It seems crazy that the Ravens' rookies are reporting to the Under Armour Performance Center for training camp in four days.
I mean, didn't we just watch July 4th fireworks?
Most of the veterans will get another week of summer vacation before they report and begin the long grind that doesn't end until winter. But camp is starting earlier for everyone this year because the Ravens are playing in the Hall of Fame game on Aug. 2, and for the rookies, who stayed in Owings Mills for awhile after last month's mandatory minicamp, it means almost no break at all.
Lamar Jackson certainly didn't sound like he had anything exotic planned when he spoke to the media at the end of minicamp.
Asked what he hoped to accomplish in the month before training camp started, Jackson said, "A lot of film, a lot of grinding, get a little lift in, keep my body in shape, and just watch film and go over the playbook a lot. That's all."
Didn't he want to get away from football at least for a little while?
"Can't get away," he said. "Keep your mind running … keep it fresh."
The Ravens have been delighted with Jackson's businesslike approach since they selected him at the end of the first round of the 2018 NFL Draft. Although he's just 21 and thus one of the team's youngest players, he has been mature and purposeful.
"Since he's got here, he's been all ears, so to speak," Head Coach John Harbaugh said last month. "He wants to learn, is a very hard worker, very smart guy."
That skill set is desirable in any young player and the Ravens are especially excited to see it in Jackson because few players will have more on their plate when camp begins. As I see it, the Ravens are trying to accomplish three things at once with him.
For starters, they're trying to figure out how to use him this season. Joe Flacco is still the clear-cut starter, his arm and experience giving him such an edge that, as I wrote before, there really isn't a competition right now. Nonetheless, Jackson's playmaking has stood out on the practice field, creating an opportunity for a team that has suffered from a playmaking deficit recently.
How are they going to deploy him? That's the big question. Do they put him on the field with Flacco and let the fun begin? Make him a red zone specialist? The possibilities are many.
"It gets the creative juices flowing for our offensive coaches, and they've worked hard at it," Harbaugh said.
But while Jackson's immediate use is Topic A for now, a team doesn't use a first-round pick on a quarterback without believing he'll eventually become the starter. Flacco will keep the No. 1 job as long as he continues to deserve it, but there's no doubt an apprenticeship of sorts is underway – the process of preparing Jackson to start at some point.
James Urban, the Ravens' new quarterback coach, assessed his general development last month.
"I've seen his ability to talk our language and the verbiage – so that's improved. Then, certainly, throwing mechanics have improved. Now, everything is a work in progress. We're heading in the right direction. There's much, much to do, but he's done well so far," Urban said.
What else are the Ravens trying to accomplish with Jackson besides figuring out how to use him in the short term and working on his long-range development?

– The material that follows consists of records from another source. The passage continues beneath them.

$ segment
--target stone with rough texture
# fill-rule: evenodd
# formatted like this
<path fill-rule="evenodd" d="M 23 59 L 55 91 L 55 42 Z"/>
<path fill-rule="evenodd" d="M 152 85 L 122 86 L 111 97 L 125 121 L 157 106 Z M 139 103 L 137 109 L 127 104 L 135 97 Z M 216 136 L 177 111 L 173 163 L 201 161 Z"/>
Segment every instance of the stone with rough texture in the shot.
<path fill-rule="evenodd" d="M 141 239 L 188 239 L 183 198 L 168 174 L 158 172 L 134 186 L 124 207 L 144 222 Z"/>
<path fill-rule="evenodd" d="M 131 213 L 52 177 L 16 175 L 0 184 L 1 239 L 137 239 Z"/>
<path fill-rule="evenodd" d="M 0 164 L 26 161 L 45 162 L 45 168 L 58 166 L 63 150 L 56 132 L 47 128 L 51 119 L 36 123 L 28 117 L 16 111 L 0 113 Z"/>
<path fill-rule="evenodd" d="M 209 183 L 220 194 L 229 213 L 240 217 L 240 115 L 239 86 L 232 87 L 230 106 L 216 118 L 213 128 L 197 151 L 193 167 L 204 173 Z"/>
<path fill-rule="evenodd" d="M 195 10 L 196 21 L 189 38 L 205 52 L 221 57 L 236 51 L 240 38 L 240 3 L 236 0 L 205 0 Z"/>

It's obvious, isn't it? They're trying to keep him healthy.
That's easier said than done in the NFL with quarterbacks who like to run, as current Ravens backup Robert Griffin III can attest. Injuries have set him back repeatedly as he tries to live up to the ballyhoo of having been a No. 2 overall draft pick.
Griffin can mentor Jackson in many ways, but high on the list, no question, is helping him learn how best to protect himself.
It's a vital lesson that adds to the football curriculum Jackson is already undertaking this year, but I'm guessing the Ravens and their new quarterback wouldn't have it any other way.